The currency and relevancy of meta are ever present and participatory in our cultural and technological discourse, with recent announcements on the “race to the metaverse” — the unknown, much hypothesized next version of the Web 3.0 internet, with virtual and augmented reality experiences, with Meta (formerly Facebook), Microsoft and gamers charting courses for this arguable meta unknown.
The very word “meta” itself has a fascinating epistemology from its origin as a prefix defining the “aboutness” of something. And it is this evolution of the term in a more modern usage to define something above and beyond in pop culture: to describe when something is being self-aware. It is more than the thing itself, exhibiting as a higher level of perspective of aboutness.
Metadata’s Still the Foundation
Metadata — data about data and yet so much more — is the foundation for your digital strategy in this uncharted, hyperreal metaverse. You want your content to be discovered, to be found and experienced in the way in which it was intended.
Access is everything. Classification is meaningful. But what will a metaverse give us except possible identify exclusion and content disorganization? We can anticipate more of the same disorder we find in the Web 2.0 universe, but now with the introduction of an unknown realm in which to operate. If you have great content and no one can find it, the value of the content is nonexistent.
The path to good metadata design begins with the realization that your digital assets need to be identified, organized and made available for discovery, and metadata will help ensure that you are building the right system, for the right users, at the right time. Metadata done well will ensure that you and your content will never be lost again.
Metadata matters because it provides us with the best information available to us at any given point in time by means of its managed foundation for content clarity. Metadata is the defense needed against our current information disorder, and the pathway through which our individual and collective “aboutness” and “awareness” may serve us all well. It is at the core of a successful digital strategy because it’s so meta, and so needed for the Metaverse.

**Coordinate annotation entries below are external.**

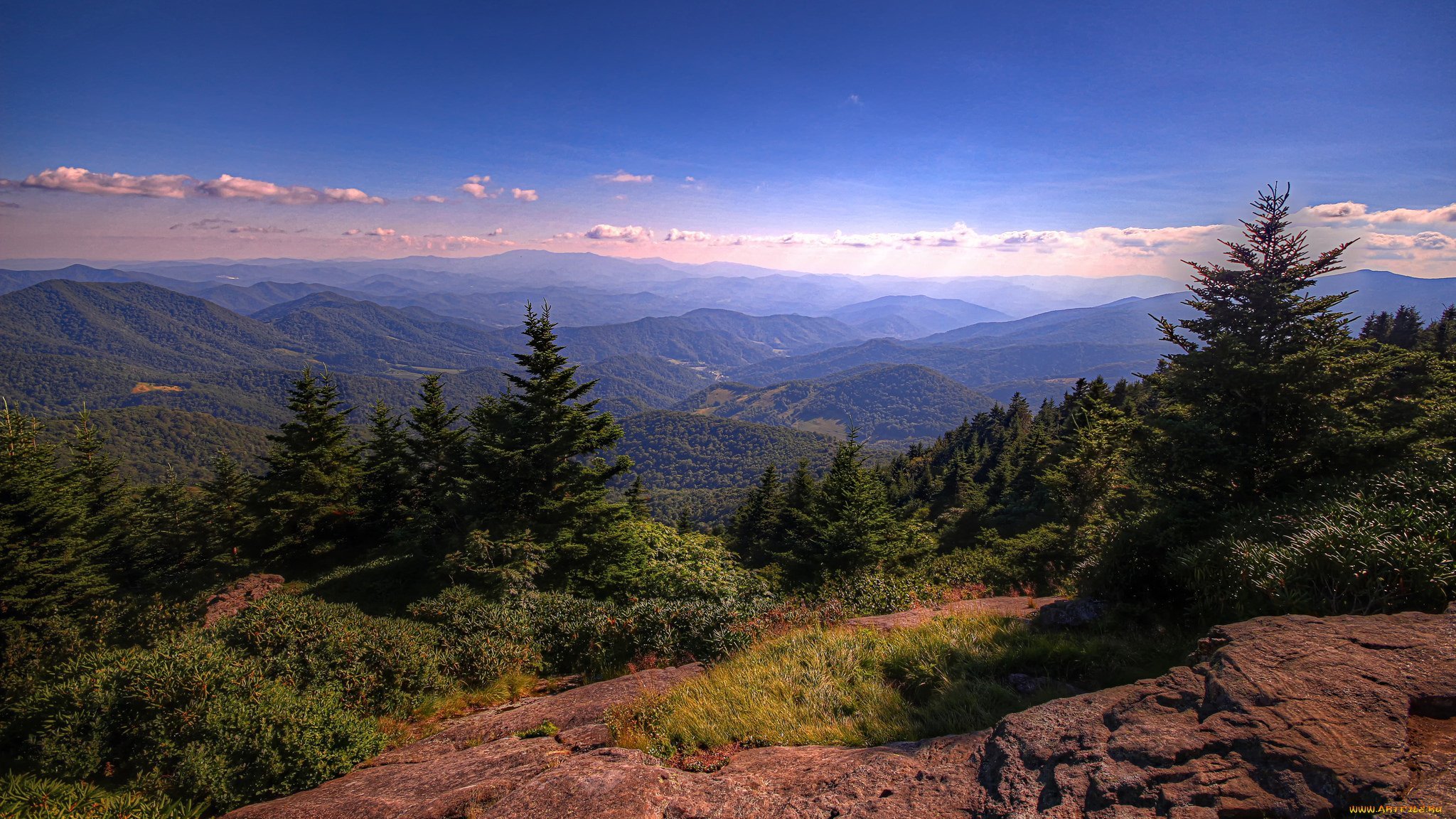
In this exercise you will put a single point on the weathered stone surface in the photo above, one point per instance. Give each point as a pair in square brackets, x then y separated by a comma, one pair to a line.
[1069, 614]
[1288, 716]
[239, 595]
[1005, 606]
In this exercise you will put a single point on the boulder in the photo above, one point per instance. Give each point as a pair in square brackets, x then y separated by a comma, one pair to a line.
[1069, 614]
[237, 596]
[1288, 716]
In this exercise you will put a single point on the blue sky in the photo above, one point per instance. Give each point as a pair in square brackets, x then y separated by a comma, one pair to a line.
[765, 127]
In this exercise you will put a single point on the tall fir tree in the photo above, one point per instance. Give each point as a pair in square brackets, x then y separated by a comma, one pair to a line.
[50, 566]
[228, 525]
[387, 480]
[532, 449]
[1256, 398]
[308, 499]
[757, 527]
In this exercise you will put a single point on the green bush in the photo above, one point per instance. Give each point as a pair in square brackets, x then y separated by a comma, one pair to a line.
[191, 716]
[23, 796]
[1385, 544]
[575, 634]
[379, 665]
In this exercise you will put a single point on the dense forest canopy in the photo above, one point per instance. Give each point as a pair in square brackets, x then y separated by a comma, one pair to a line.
[1270, 462]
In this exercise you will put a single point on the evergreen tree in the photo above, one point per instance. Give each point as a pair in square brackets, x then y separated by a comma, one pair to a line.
[50, 569]
[228, 527]
[385, 498]
[757, 527]
[308, 498]
[852, 523]
[530, 461]
[637, 500]
[437, 448]
[1254, 401]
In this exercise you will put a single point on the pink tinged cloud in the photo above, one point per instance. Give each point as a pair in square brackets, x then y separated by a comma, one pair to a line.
[1424, 241]
[632, 233]
[475, 187]
[179, 186]
[623, 177]
[1349, 212]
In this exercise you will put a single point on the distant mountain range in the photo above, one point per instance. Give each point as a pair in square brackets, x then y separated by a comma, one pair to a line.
[900, 359]
[883, 401]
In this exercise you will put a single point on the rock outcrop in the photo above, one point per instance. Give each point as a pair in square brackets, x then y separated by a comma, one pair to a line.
[1288, 716]
[237, 596]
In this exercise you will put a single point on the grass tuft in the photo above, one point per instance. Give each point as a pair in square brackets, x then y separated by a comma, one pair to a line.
[862, 687]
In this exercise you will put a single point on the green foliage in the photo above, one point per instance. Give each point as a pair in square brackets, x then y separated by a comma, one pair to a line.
[884, 401]
[376, 665]
[651, 560]
[309, 496]
[1374, 545]
[599, 637]
[23, 796]
[190, 716]
[836, 687]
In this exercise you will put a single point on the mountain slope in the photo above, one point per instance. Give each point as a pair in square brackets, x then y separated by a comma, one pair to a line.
[365, 336]
[136, 323]
[914, 316]
[680, 451]
[884, 401]
[717, 338]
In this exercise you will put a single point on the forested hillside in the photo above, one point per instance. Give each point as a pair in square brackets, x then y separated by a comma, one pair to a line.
[883, 401]
[449, 552]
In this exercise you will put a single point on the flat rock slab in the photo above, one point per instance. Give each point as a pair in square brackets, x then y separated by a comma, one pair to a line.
[1289, 716]
[1002, 606]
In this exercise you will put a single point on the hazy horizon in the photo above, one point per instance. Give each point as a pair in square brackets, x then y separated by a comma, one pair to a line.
[944, 140]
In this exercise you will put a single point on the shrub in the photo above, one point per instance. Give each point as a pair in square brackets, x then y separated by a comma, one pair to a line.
[23, 796]
[1385, 544]
[191, 716]
[378, 665]
[839, 687]
[575, 634]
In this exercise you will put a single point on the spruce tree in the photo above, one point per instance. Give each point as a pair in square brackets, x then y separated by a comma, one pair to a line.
[437, 449]
[1254, 401]
[854, 525]
[228, 527]
[757, 527]
[308, 499]
[50, 569]
[532, 451]
[637, 500]
[387, 481]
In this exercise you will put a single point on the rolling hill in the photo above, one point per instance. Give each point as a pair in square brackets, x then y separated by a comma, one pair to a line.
[887, 402]
[365, 337]
[914, 316]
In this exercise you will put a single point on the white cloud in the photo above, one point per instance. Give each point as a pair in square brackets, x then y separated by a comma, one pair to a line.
[623, 177]
[228, 187]
[204, 225]
[475, 187]
[633, 233]
[181, 186]
[1350, 212]
[1125, 241]
[82, 181]
[1424, 241]
[430, 241]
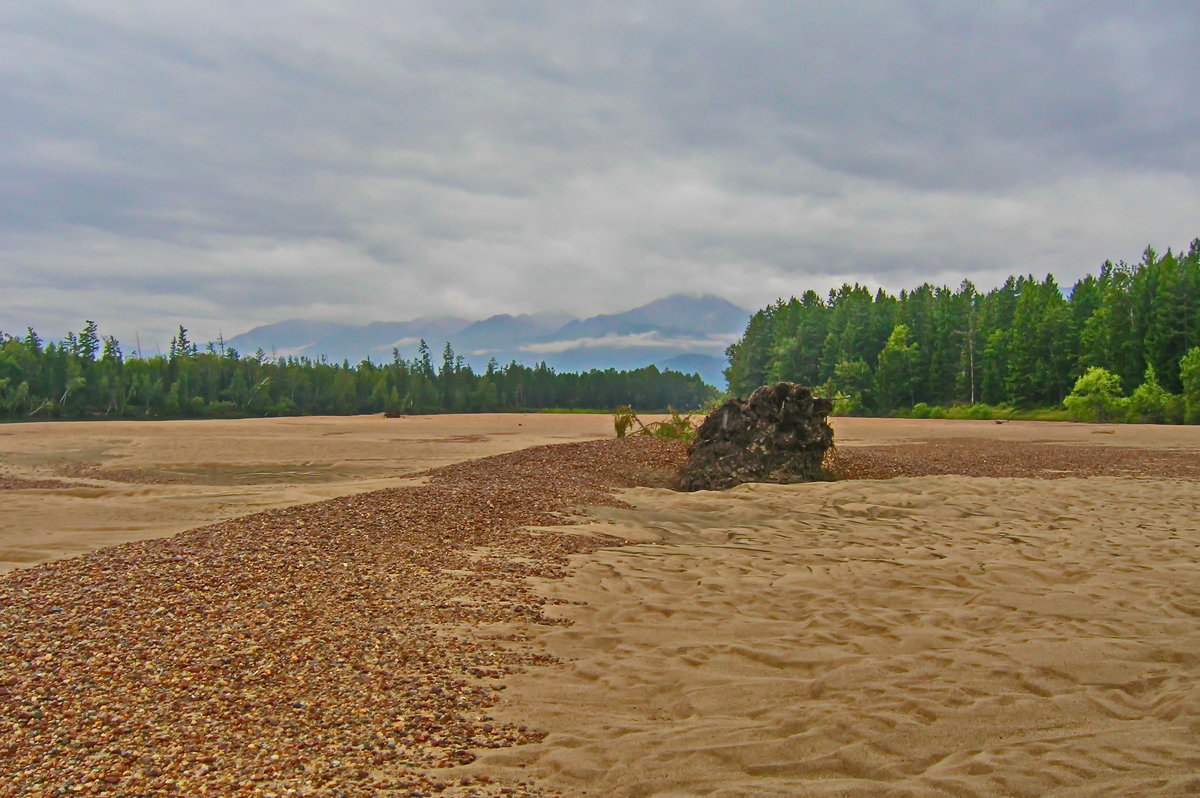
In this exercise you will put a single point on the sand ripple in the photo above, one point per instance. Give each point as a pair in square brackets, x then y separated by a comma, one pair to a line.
[917, 636]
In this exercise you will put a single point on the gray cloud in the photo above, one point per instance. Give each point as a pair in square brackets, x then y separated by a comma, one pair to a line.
[223, 166]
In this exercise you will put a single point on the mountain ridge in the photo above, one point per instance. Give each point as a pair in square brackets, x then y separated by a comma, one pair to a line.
[684, 329]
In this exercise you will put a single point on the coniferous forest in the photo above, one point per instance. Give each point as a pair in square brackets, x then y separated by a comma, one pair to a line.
[1122, 345]
[87, 376]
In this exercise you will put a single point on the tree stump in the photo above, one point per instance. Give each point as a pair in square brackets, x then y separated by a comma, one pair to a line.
[779, 435]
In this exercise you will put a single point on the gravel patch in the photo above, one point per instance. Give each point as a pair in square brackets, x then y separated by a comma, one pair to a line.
[349, 647]
[346, 647]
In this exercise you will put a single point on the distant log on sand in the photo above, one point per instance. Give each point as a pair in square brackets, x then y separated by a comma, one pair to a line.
[779, 435]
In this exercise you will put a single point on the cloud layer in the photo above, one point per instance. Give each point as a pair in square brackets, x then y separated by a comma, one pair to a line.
[225, 166]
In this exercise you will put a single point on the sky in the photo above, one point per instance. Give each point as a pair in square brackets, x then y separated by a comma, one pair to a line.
[222, 165]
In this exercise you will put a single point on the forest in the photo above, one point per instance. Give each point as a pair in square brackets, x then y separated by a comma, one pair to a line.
[87, 376]
[1132, 331]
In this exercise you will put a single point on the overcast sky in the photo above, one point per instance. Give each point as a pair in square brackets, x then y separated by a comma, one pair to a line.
[228, 165]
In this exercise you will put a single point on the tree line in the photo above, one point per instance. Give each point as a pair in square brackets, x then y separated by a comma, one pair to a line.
[1024, 343]
[87, 375]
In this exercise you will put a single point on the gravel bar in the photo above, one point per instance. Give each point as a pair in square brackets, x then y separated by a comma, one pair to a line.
[348, 647]
[330, 648]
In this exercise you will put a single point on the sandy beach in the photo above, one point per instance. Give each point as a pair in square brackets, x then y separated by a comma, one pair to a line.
[117, 481]
[985, 610]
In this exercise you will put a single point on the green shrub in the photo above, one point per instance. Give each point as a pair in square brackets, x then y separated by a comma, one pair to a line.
[1151, 403]
[1096, 396]
[1189, 373]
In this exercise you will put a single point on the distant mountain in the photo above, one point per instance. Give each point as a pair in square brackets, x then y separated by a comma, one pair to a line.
[684, 333]
[340, 342]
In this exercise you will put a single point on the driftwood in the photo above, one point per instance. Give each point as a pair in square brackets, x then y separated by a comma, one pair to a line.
[779, 435]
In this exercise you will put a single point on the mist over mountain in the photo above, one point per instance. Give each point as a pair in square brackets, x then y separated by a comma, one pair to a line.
[685, 333]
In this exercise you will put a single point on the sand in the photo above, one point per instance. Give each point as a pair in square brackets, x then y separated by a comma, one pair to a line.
[916, 636]
[963, 634]
[72, 487]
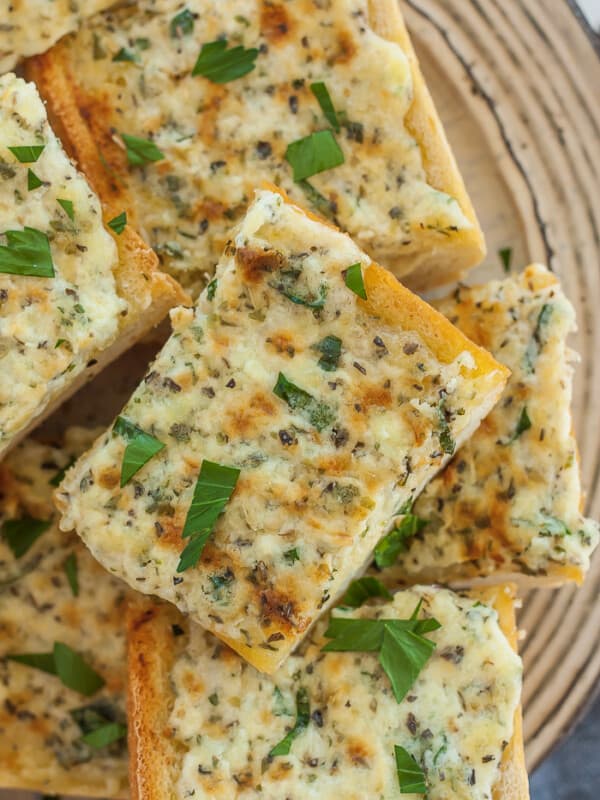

Related Article: 4 Ways the Metaverse Can Enhance the Customer Experience
What Are NFTs?
One of the key distinguishing features between Web 2.0 and Web 3.0 is blockchain technology, and from this, the NFT. By definition, an NFT is a non-fungible token. An NFT is a unique digital asset stored on a blockchain. A blockchain is a digital public ledger that is duplicated and distributed across a network of computer systems on the blockchain. NFTs are commonly bought, sold and traded online using cryptocurrency.
Because of their unique metadata, NFTs are a fast and secure way to verifiably “own” digital files. When someone purchases an NFT, a record of that transaction, along with other metadata attached to that NFT, is uploaded to the blockchain. Just as one can hang a print of a famous masterpiece in the physical world, one can also download an image of that same masterpiece from the internet.
However, many physical-art collectors seek out the original. Downloading a “print” is not the same as “owning” that piece of art. Just as collectors, consumers and superfans have done throughout history, people are willing to pay a lot of money to own the “real” thing.
Related Article: What Are NFTs: Digital Assets or Modern Fad?
How Can You and Your Organization Use NFTs?
- Monetize assets.
- Increase brand awareness.
- Create exclusive communities with VIP access.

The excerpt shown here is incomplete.